# Ian Tan Fugue in C minor



## dwindladwayne

Hello everybody! As I've already said in another post,


> Sometimes I pass the whole night wandering around internet searching for some unknown (unknown to me, that's obvious) music (...)


 and this night I encountered a cheerful piece that struck my facial musculature activating one levator anguli oris (not two, just one), both orbicularis oculi and both zygomaticus minor; probably you'll ask "and so? why should it be a yardstick? who cares about it!" and if you'll ask it I'll answer easily "hey, it was 4 a.m., isn't it a remarkable reaction at that time?", so you'll mutter something staring at me perplex, maybe puzzled (and probably you'll use your corrugator supercilii).

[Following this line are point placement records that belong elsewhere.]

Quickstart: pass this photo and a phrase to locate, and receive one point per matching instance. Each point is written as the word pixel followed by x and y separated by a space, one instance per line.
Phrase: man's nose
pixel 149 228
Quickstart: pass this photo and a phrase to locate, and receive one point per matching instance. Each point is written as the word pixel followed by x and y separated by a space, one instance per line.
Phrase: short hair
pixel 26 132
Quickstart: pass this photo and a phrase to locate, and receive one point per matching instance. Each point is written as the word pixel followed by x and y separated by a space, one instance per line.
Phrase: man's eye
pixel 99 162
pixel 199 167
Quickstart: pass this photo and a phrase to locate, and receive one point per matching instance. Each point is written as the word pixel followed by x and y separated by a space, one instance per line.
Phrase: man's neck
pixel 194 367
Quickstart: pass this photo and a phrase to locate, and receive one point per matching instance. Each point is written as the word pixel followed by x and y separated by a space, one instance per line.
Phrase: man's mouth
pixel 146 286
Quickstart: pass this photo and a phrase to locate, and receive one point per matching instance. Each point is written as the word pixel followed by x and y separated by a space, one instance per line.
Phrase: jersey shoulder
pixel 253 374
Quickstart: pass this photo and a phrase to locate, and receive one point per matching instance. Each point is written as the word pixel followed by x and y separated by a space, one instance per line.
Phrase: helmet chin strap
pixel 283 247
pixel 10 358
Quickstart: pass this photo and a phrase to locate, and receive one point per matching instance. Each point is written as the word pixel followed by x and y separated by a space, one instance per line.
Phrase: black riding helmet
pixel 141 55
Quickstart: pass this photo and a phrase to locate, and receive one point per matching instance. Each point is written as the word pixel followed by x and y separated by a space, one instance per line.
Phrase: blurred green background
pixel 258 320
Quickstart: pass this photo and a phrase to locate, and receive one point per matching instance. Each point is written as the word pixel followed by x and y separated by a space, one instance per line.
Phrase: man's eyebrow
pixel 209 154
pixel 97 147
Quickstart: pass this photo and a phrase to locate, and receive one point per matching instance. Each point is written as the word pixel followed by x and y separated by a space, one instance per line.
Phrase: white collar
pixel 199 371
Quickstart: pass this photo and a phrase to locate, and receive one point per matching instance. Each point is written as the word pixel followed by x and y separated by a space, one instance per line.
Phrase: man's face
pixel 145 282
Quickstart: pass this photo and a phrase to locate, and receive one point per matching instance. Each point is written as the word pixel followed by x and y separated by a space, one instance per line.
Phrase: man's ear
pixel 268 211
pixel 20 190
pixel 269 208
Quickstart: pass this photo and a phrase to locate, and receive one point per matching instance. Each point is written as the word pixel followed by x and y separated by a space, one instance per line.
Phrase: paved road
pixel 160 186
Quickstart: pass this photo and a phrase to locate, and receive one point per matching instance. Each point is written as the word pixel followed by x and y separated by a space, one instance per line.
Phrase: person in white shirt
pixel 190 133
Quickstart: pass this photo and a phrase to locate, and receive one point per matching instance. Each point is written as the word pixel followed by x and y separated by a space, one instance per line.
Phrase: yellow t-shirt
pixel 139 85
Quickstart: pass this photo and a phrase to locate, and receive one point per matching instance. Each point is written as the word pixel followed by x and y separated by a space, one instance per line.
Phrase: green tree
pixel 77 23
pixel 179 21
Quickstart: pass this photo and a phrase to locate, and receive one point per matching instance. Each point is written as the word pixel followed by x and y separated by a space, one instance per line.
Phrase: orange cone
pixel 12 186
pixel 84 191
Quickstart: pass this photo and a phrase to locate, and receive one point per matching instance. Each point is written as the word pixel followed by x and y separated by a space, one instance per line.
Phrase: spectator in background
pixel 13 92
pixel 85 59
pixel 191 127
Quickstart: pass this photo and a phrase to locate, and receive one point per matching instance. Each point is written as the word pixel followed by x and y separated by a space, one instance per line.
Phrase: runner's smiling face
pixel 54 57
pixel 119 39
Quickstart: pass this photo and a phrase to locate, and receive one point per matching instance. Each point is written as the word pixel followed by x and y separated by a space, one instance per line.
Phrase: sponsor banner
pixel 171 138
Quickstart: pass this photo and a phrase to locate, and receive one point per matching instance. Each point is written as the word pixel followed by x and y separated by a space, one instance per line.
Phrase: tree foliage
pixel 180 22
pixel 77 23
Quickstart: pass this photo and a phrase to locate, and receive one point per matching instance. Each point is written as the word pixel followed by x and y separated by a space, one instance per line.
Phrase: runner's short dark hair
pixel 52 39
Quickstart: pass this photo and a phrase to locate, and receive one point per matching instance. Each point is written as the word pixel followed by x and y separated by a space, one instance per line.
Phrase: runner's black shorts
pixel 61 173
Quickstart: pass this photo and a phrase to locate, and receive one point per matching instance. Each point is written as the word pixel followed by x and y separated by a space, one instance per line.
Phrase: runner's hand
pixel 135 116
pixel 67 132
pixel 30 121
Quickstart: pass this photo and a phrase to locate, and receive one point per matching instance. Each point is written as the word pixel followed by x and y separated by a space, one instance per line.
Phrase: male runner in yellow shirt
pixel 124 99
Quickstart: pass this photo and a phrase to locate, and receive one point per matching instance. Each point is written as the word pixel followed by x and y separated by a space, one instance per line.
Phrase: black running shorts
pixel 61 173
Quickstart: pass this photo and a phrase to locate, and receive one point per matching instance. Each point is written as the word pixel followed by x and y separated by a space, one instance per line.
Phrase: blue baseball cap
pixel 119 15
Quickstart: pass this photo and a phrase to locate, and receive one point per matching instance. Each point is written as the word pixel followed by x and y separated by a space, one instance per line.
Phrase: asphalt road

Turning back to the main topic, this night I listened to a nice fugue on an original theme (I suppose so) by a so-called Ian Tan (both words of three letters, interesting huh?) and I though that it has the right dose of humour (the theme) and comic timing (in the last two or three bars the bass presents the theme per augmentationem), so I liked it. Finally, I appreciated very much the presence of the sheet.

Here's the link




What do you think about it?

P.s. : I don't know if I posted this thread in the right section, because the name is


> Today's composers


 but the description says


> *For composers*: Get help, critiques, and participate in our composition-projects. *Are you a composer?*


 and since the answer is *No, I'm not* I don't know if I'm authorized to write here.


----------



## omega

As I am not an expert about composing, I can simply say I enjoyed this funny piece!
Maybe you could try to vary the articulations a little... The staccato works quit well, though.

:tiphat:


----------



## dwindladwayne

omega said:


> As I am not an expert about composing, I can simply say I enjoyed this funny piece!
> Maybe you could try to vary the articulations a little... The staccato works quit well, though.
> 
> :tiphat:


Oh I'm glad that you liked it too, but it isn't mine!


----------



## dzc4627

hmmm, well the thing is this thread would kind of belong in a place that talks about pieces by known composers, instead of here where the focus is user-feedback for composing users. i don't have a problem with it but some others may and it probably will not spark the discussion you'd like here in these parts.


----------



## dwindladwayne

dzc4627 said:


> hmmm, well the thing is this thread would kind of belong in a place that talks about pieces by known composers, instead of here where the focus is user-feedback for composing users. i don't have a problem with it but some others may and it probably will not spark the discussion you'd like here in these parts.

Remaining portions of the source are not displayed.